There exists an “old saw” approach to Christianity that runs something like this: A long time ago Christians devoted themselves to practical matters of personal morality.  The early Church lived as a community of love devoted to good works.  Then, along comes ________ (this “blank” takes many forms — St. Paul, St. Athanasius, St. Augustine, etc.) and Christianity forever tainted itself with “theology” and a philosophical turn of mind completely at odds with the spirit of Christ and his early followers.”

I believe firmly in the idea that every organization gets the culture they deserve.  Perhaps the Church over time has contributed to the great error described above by focusing too much on morality as such and not on transformation.  Perhaps Christian education has concerned itself too much at various times with mere outward good results and good looks rather than giving a firm foundation in eternal principles.

But I also think that those that attack the “philosophical” elements of Christianity have a conscious or unconscious agenda to keep religion tucked away in its own small corner.  “You Christians please continue to be nice to each other and try and help others.  We’ll handle the big stuff.”

In his The Spirit of Medieval Philosophy Etienne Gilson sets out to refute those who wish to keep Christian belief in a 1124081small corner.  Gilson was a pre-eminent scholar and philosopher in his day, and alas for me, some of his philosophical vocabulary went over my head.  But one of the great strengths of his work is its simplicity.  He asks the critic to please, just actually read the Bible and Christian theologians honestly, and the idea that Christian belief was never “philosophical” melts away.
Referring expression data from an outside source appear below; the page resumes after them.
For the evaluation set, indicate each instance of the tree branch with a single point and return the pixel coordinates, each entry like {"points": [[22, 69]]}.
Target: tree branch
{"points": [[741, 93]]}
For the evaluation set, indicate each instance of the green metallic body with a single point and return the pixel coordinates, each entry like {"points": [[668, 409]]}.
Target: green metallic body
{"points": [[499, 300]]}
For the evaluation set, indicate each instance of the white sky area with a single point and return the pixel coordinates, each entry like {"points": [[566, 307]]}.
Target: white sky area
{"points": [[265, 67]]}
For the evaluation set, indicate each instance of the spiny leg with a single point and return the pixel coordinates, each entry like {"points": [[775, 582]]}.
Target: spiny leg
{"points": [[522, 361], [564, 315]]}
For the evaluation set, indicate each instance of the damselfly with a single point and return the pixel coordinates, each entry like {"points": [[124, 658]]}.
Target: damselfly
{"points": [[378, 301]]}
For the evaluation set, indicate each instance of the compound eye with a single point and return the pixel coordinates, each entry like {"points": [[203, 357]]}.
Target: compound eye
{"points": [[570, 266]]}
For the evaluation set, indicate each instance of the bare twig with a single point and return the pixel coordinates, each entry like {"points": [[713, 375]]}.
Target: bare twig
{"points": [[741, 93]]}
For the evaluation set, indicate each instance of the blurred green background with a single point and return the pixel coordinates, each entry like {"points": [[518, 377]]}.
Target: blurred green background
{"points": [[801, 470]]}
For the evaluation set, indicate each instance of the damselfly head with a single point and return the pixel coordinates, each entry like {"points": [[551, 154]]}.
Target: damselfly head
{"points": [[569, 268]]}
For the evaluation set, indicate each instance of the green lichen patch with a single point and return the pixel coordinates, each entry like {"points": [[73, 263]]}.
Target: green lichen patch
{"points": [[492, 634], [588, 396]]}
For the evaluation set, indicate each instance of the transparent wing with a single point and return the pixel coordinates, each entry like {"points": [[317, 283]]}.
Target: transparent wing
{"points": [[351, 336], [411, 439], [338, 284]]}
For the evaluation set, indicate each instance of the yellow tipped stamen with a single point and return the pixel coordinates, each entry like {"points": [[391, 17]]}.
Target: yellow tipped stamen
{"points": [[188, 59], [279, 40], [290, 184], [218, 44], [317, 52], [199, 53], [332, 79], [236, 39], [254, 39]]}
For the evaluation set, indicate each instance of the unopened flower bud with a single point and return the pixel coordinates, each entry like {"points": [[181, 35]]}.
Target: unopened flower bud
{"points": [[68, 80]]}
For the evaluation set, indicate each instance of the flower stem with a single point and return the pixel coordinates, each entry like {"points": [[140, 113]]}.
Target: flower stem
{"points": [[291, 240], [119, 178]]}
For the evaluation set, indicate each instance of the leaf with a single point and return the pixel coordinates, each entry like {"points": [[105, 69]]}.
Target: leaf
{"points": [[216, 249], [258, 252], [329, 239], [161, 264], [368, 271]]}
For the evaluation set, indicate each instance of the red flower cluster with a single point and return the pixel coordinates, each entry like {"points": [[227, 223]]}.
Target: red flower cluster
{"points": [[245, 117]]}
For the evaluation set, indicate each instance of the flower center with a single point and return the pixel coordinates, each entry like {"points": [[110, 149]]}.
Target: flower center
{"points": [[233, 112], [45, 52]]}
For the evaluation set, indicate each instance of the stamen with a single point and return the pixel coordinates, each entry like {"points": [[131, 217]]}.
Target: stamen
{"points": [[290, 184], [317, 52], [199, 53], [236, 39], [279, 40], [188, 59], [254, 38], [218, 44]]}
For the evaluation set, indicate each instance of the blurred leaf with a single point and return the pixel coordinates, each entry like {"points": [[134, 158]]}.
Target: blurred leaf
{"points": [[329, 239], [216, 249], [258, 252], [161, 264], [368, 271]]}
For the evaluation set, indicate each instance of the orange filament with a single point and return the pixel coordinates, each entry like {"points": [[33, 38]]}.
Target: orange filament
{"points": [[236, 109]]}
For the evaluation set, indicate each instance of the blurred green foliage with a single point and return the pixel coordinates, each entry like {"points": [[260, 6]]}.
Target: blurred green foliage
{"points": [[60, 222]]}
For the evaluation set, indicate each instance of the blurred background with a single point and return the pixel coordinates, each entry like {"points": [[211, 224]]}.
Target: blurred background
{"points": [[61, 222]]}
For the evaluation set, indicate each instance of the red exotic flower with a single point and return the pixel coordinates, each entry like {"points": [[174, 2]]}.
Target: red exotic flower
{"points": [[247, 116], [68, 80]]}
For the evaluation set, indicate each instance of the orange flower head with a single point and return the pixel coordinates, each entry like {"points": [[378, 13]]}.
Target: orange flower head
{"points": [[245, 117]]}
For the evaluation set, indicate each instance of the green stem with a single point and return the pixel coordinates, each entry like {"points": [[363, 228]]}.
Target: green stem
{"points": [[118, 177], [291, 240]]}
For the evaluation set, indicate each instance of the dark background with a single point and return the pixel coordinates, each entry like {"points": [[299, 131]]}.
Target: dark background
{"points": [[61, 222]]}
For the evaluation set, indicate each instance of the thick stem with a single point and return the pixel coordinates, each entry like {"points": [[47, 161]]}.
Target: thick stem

For starters we have the book of Job as a deep philosophical statement on the nature of suffering.  Many Old Testament history books like the book of Judges show artful arrangement to make pointed statements about the nature of man.  We have Ecclesiastes and many Psalms.  Some would say Jesus said nothing “philosophical” but this can only possibly hold water if one discounts the Gospel of John entirely.  Then of course we have the “dreaded” St. Paul who “intruded” with his theological cast of mind, and so on, and so on.
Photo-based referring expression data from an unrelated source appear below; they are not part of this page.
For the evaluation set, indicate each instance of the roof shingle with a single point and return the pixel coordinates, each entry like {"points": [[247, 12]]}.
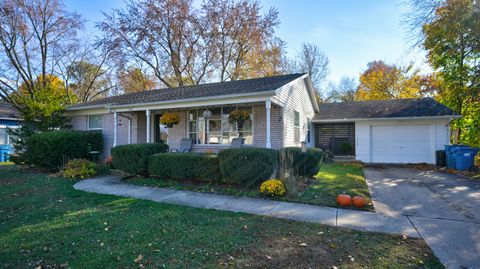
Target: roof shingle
{"points": [[398, 108], [196, 91]]}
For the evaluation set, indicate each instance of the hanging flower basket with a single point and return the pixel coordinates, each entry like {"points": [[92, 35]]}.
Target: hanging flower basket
{"points": [[169, 119], [239, 117]]}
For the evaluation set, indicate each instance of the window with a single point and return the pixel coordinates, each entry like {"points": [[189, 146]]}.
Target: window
{"points": [[309, 129], [217, 129], [296, 131], [95, 122], [4, 136]]}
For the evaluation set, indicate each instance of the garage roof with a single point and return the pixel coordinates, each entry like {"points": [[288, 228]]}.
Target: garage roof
{"points": [[398, 108]]}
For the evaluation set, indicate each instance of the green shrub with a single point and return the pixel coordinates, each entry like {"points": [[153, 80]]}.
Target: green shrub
{"points": [[53, 149], [248, 166], [133, 158], [303, 164], [79, 169], [184, 166]]}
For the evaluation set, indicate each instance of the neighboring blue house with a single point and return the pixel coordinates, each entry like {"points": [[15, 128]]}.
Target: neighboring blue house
{"points": [[9, 118]]}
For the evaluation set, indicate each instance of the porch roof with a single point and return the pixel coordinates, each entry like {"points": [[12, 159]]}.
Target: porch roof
{"points": [[229, 88]]}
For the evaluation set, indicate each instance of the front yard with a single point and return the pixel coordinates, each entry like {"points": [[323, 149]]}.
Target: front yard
{"points": [[333, 179], [45, 222]]}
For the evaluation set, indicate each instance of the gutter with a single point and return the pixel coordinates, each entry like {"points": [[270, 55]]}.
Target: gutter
{"points": [[451, 117]]}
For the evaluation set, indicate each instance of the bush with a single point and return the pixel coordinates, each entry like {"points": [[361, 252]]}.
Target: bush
{"points": [[273, 187], [133, 158], [185, 166], [248, 166], [79, 169], [53, 149], [302, 165]]}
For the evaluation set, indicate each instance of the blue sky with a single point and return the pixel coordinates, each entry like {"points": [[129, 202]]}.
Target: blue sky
{"points": [[350, 32]]}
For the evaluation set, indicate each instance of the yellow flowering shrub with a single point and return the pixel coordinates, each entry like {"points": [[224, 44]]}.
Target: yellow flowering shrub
{"points": [[273, 187]]}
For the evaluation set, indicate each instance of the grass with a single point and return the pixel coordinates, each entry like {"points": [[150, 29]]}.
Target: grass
{"points": [[333, 179], [45, 223]]}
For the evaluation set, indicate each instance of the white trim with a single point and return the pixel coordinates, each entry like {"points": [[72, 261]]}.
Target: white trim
{"points": [[268, 106], [396, 118], [95, 129], [196, 132], [115, 128], [148, 116], [129, 130]]}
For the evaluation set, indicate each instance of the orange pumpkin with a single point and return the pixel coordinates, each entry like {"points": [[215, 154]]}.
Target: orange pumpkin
{"points": [[359, 201], [344, 200]]}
Gilson’s main point, however, deals with the Middle Ages.  Here most critics (at least in his day) stated that whatever philosophy the medievals attempted strictly copied from the Greeks.  They had no originality.  Gilson’s quick retort to this deals with the nature of originality itself.  In one sense, “all philosophy is a footnote to Plato,” as Alfred North Whitehead stated.  Of course the medievals took some ideas from the Greeks.  What philosopher would not?

Others (like Edward Gibbon) charge the medievals with dimming the light of reason with the obscurantism of faith and revelation.  Gilson shows with many examples that the bulk of medieval thinkers saw reason excited, not diminished by faith.  He writes,

By revealing to man what he could not actually know, revelation opens up the way for the work of reason.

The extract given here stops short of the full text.